Monday, October 4, 2010

Corn Harvest School - Answers to some Questions and Harvest After Dark

So previously I went through all the ends and outs of corn harvest here in Southeast Kansas (if you missed them you can check out Part 1 and Part 2) and I got some questions in the comments so I thought I would answer them for ya'll.

Gail Asked: Do you re-harvest the shocks and cobs for feed use?

Answer: Well we don't remove any of the leftover "trash" from the fields, but...

the fields that are close to our cattle pastures do get some use. We will either check the surrounding fences and shut some gates or put an electric fence up around the field and let them out.

The Cows love this, and will spend all their time out in the fields until the get all the leftover cobs and the volunteer corn that their bellies can handle.

m&em asked: What happens to the corn now?
LeAnna asked: Where does your corn usually end up? Is it a feed corn for animals, or end up in corn syrup, or what?

Answer: since these two were very similar I thought I would answer them together. Our corn will usually end up in the bellies of livestock, epically cattle, chickens and turkeys and possibly hogs.

Some of the corn we keep in the bins on our farm we will grind and feed to our cattle as well.

This picture really didn't have anything to do with the questions or with the night harvest pictures, but I just thought I would show ya'll how dirty and dusty it can be sometimes when I'm on top of my truck.
So most of  corn harvest took place during daylight hours, but we did do some night harvesting.

The night all these pictures were taken was one of our later nights, because we had some bins right there next to the field and we were able to dump quickly into them.

So I love taking pictures as the sun is going down and when it's dark out, but I have one problem, I don't have a tripod...

...ok to be honest I didn't have a tripod when I was taking this picture, but since then I finally broke down and bought one...

...anyway, you need a steady surface is a must have when taking pictures at night cause you have to keep your shutter opened for a long time and any movement of the camera will give you a very blurry picture.

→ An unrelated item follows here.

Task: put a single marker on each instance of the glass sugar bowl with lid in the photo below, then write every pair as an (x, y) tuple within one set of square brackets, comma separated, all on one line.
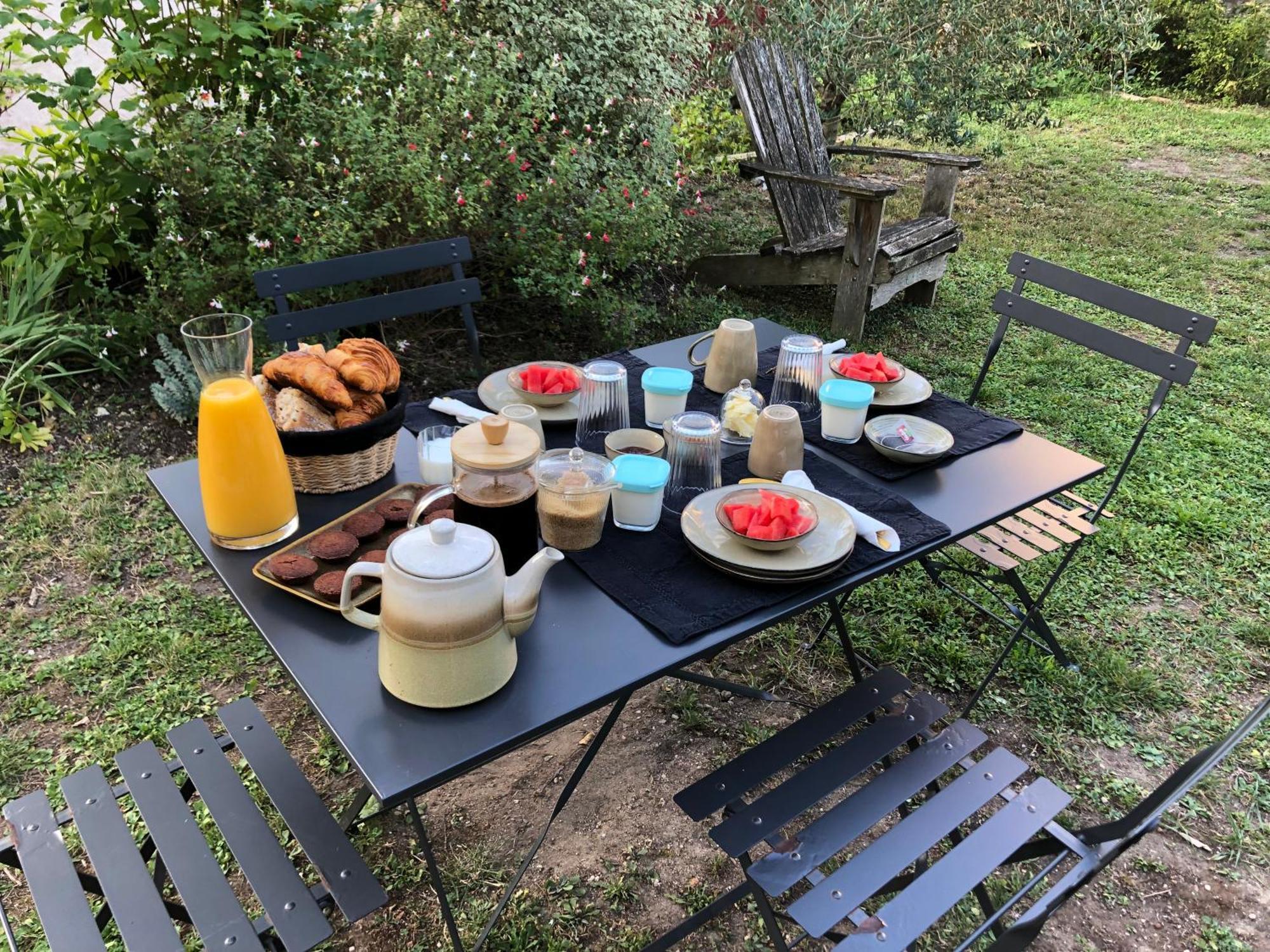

So what, you may ask, did I use instead of  tripod??

...the hood of my truck.

It worked really great, but since the hood slants some the pictures are on a slight angle.

But to be honest they are usually on a slight angle from me holdin' the camera, so it wasn't a big deal.

So there you go, the answers to some of your questions and some pics from one of the nights we were working late.

I hope you all enjoyed them, but I need to be getting to bed cause I have to get up early tomorrow cause we are gonna be workin' some cattle, which usually means interesting stories to go along with it.

So nighty, night!



  1. mmmk my fave pics are the very first cow pic. the look on her face is priceless! And the second to last night picture :)

  2. Tripod or not, those pics are fantastic!

  3. Those are some really happy cows! Love the pictures.

  4. Great blog! Perfect example of showing the world how farmers get it done! Congrats!
    Thanks for sharing your life!
    Barbara AKA Dairy Goddess

  5. I sometimes wish we had cows. Only sometimes though!

    Oh our combine broke down on Monday night and we are at a standstill. Not good and it's going to cost bushells to fix.

    The MIL was pulling up to unload the FIL in the combine and told him there is something flapping on the back of the combine. He told her, "that's how it's suppose to be." So she went on her way knowing something was wrong. An hour later she hollered over the radio you must stop now you are losing pieces out the back. He stopped got out and said, "Why didn't you tell me this was happening." We will now be attending the FIL's funeral. Just joking!! But my MIL was a tad angry.

  6. Happy cows! Some of the farmers around here bale the corn stalk for the cattle. Our cattle are picky. They'll eat it but it's not their favorite.

  7. Very cool! I know how much those cattle love corn scraps. Every year we buy a few bushels locally and our cows love the husks!